Background: Permanent pacemaker implant (PPI) is a frequent complication of transcatheter aortic valve replacement (TAVR), with potential long-term implications for patient morbidity and mortality. TAVR is expected to expand towards the treatment of lower-risk patients and other aortic valve pathologies; however, the current capacity within the National Health Service (NHS) to deliver TAVR is discordant with the indicative treatable burden of severe aortic stenosis. Consequently, it is of clinical relevance to identify the predictors for new-onset conduction disturbance to minimise the incidence and associated complications of PPI post-TAVR.
Aims: This study aimed to identify the burden and predictors of PPI in patients undergoing TAVR at Royal Papworth Hospital (RPH) at 12 months.
Methods: Baseline and procedural characteristics were collected retrospectively from 491 patients without prior aortic valve replacement or PPI undergoing TAVR between January 2016 and December 2020. The predictors of PPI were identified from a multivariate logistic regression model using statistically significant variables from initial univariate analyses.

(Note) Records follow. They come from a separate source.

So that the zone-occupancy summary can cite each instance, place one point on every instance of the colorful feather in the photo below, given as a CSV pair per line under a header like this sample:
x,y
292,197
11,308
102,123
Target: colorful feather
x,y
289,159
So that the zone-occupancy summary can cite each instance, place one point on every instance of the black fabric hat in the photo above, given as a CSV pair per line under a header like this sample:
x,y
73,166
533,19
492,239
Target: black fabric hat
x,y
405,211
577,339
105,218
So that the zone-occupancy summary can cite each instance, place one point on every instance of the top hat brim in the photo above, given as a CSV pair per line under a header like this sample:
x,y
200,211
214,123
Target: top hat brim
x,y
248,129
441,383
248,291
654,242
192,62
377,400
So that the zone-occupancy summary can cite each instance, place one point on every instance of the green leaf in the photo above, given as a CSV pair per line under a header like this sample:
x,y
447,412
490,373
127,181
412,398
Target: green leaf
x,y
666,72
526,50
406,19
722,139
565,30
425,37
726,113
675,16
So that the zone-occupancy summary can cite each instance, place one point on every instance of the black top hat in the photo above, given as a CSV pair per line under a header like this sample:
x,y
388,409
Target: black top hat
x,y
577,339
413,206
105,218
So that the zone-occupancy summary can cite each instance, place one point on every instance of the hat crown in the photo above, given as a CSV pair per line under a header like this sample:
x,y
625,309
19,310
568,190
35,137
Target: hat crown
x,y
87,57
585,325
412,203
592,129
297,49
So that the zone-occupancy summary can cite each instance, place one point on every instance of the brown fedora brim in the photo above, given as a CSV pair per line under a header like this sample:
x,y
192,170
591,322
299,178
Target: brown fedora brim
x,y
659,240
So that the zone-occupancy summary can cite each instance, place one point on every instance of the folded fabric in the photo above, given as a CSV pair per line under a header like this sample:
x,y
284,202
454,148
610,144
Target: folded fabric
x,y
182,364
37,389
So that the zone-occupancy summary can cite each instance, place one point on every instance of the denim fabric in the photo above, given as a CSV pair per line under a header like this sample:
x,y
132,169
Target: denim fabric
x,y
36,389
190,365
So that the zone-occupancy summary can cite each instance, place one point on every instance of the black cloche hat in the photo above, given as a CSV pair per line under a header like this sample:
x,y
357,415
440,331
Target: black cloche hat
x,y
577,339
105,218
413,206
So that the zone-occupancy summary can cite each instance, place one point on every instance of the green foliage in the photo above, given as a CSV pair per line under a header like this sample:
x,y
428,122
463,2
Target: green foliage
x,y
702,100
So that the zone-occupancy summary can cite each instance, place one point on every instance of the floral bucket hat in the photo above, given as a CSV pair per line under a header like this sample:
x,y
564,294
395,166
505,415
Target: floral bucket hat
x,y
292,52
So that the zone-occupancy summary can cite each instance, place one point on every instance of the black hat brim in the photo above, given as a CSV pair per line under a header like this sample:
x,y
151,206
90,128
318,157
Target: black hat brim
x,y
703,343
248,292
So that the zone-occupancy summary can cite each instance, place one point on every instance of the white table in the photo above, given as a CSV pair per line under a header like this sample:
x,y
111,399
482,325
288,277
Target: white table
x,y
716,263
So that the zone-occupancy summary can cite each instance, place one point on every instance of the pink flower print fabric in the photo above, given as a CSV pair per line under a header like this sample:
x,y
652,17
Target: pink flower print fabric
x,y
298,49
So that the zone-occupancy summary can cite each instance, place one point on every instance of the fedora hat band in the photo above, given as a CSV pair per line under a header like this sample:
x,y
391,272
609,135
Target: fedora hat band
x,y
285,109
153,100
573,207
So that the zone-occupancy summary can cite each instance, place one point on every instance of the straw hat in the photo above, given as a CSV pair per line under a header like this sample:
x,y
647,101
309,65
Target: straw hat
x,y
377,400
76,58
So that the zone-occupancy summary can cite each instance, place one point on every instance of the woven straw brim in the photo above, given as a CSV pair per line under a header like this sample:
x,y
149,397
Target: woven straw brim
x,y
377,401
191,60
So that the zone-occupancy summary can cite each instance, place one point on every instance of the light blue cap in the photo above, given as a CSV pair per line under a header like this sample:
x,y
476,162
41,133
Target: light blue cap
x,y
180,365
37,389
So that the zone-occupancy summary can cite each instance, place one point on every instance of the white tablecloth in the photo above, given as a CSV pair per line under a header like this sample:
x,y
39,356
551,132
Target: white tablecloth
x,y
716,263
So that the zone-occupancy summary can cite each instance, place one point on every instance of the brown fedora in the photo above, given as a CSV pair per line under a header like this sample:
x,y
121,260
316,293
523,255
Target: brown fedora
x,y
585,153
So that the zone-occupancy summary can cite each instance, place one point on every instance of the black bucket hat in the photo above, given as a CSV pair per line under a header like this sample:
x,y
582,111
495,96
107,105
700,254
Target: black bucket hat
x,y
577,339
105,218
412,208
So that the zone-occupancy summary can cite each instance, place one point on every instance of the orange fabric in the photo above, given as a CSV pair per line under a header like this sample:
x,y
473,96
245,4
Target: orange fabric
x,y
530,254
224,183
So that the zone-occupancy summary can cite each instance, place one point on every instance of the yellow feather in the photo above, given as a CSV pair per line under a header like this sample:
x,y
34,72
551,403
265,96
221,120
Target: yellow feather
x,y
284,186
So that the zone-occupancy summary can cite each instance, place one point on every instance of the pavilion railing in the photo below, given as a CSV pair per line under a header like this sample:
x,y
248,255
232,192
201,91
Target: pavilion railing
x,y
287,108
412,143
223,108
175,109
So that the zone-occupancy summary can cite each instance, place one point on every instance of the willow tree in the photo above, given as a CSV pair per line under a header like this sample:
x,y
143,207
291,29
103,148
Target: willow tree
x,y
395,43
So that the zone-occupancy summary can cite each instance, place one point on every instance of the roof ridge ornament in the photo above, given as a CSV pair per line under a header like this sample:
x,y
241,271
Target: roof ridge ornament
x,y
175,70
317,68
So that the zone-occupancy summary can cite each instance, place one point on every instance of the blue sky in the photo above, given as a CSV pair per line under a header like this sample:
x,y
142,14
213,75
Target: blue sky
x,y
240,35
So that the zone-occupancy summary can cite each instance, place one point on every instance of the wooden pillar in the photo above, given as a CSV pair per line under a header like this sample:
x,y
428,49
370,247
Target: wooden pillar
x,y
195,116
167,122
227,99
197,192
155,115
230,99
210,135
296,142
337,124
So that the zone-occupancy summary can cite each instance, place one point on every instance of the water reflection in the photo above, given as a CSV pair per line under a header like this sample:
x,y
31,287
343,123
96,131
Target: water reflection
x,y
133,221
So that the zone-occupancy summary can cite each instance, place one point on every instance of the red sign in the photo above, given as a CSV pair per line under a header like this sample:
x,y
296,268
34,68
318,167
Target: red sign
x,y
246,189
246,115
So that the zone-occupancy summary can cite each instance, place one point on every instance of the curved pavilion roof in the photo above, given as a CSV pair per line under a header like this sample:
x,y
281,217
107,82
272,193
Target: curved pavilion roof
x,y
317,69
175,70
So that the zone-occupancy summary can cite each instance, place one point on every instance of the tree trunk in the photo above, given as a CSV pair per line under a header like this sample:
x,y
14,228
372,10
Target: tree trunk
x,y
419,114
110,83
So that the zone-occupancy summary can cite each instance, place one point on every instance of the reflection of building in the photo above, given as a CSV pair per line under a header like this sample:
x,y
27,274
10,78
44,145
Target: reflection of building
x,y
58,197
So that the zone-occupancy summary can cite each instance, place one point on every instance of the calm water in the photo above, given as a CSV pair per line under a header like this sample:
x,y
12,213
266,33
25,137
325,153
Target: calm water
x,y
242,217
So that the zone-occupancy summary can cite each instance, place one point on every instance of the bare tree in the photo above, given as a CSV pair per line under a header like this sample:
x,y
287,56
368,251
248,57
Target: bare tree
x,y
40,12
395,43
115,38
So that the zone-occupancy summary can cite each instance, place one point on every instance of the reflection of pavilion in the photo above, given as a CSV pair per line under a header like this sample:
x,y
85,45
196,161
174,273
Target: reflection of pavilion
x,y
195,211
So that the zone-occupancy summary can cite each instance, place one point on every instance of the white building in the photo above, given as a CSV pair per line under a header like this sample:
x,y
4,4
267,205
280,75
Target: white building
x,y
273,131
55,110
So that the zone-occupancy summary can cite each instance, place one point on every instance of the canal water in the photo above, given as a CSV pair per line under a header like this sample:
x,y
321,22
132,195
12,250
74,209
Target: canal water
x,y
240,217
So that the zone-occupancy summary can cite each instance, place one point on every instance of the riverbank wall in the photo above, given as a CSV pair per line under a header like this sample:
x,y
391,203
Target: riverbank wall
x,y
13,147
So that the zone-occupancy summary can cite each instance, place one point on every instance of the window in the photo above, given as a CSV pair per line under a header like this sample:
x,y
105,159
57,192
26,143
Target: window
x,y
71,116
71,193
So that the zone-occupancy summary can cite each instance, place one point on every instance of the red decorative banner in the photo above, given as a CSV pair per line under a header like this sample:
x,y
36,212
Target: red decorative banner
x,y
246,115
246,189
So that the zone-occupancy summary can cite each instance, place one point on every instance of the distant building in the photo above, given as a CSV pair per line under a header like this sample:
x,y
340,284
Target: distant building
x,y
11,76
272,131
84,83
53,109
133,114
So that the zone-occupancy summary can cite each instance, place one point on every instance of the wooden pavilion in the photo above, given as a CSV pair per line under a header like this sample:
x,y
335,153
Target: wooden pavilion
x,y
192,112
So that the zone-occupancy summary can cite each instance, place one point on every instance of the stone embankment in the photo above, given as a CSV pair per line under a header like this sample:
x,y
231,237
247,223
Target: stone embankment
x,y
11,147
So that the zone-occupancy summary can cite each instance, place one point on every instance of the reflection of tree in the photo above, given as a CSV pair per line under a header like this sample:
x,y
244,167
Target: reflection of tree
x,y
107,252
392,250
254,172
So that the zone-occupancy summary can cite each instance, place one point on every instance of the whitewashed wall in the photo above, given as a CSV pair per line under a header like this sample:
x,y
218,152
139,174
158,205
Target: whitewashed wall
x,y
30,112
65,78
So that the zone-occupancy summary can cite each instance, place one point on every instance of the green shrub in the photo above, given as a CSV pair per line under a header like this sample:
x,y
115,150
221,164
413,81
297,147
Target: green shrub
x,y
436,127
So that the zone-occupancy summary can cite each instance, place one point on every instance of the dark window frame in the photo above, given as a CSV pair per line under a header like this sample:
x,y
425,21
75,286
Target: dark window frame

Results: PPI was required in 45 patients (9.2%) and 55 patients (11.2%) at 30 days and 12 months post-TAVR, respectively. Yearly PPI incidence ranged between 6.5% and 16.7%. Overall, patients had a mean age of 81.9 ± 7.5 years, and 227 (46.2%) were female. Pre-existing right bundle branch block (RBBB; no-PPI=9.2%, PPI=30.6%; p=<0.001) conferred a 2.39 times greater risk of PPI at 12 months. Similarly, baseline first-degree atrioventricular block (FD-AVB; no-PPI=15.0%, PPI=38.8%; p<0.001) conferred a 2.13 times greater risk greater risk of PPI at 12 months. All-cause mortality at 12 months was 14.0% (n=78), with no significant difference between groups (x2 (1, N = 558 = 1.84, p=0.17).
Conclusions: The incidence of PPI post-TAVR at RPH was comparable to other UK TAVR cohorts. RBBB and FD-AVB were significant independent predictors of PPI within this cohort. The results of this study could be utilised to guide TAVR pre-assessment screening tools to identify patients who are at high risk of PPI.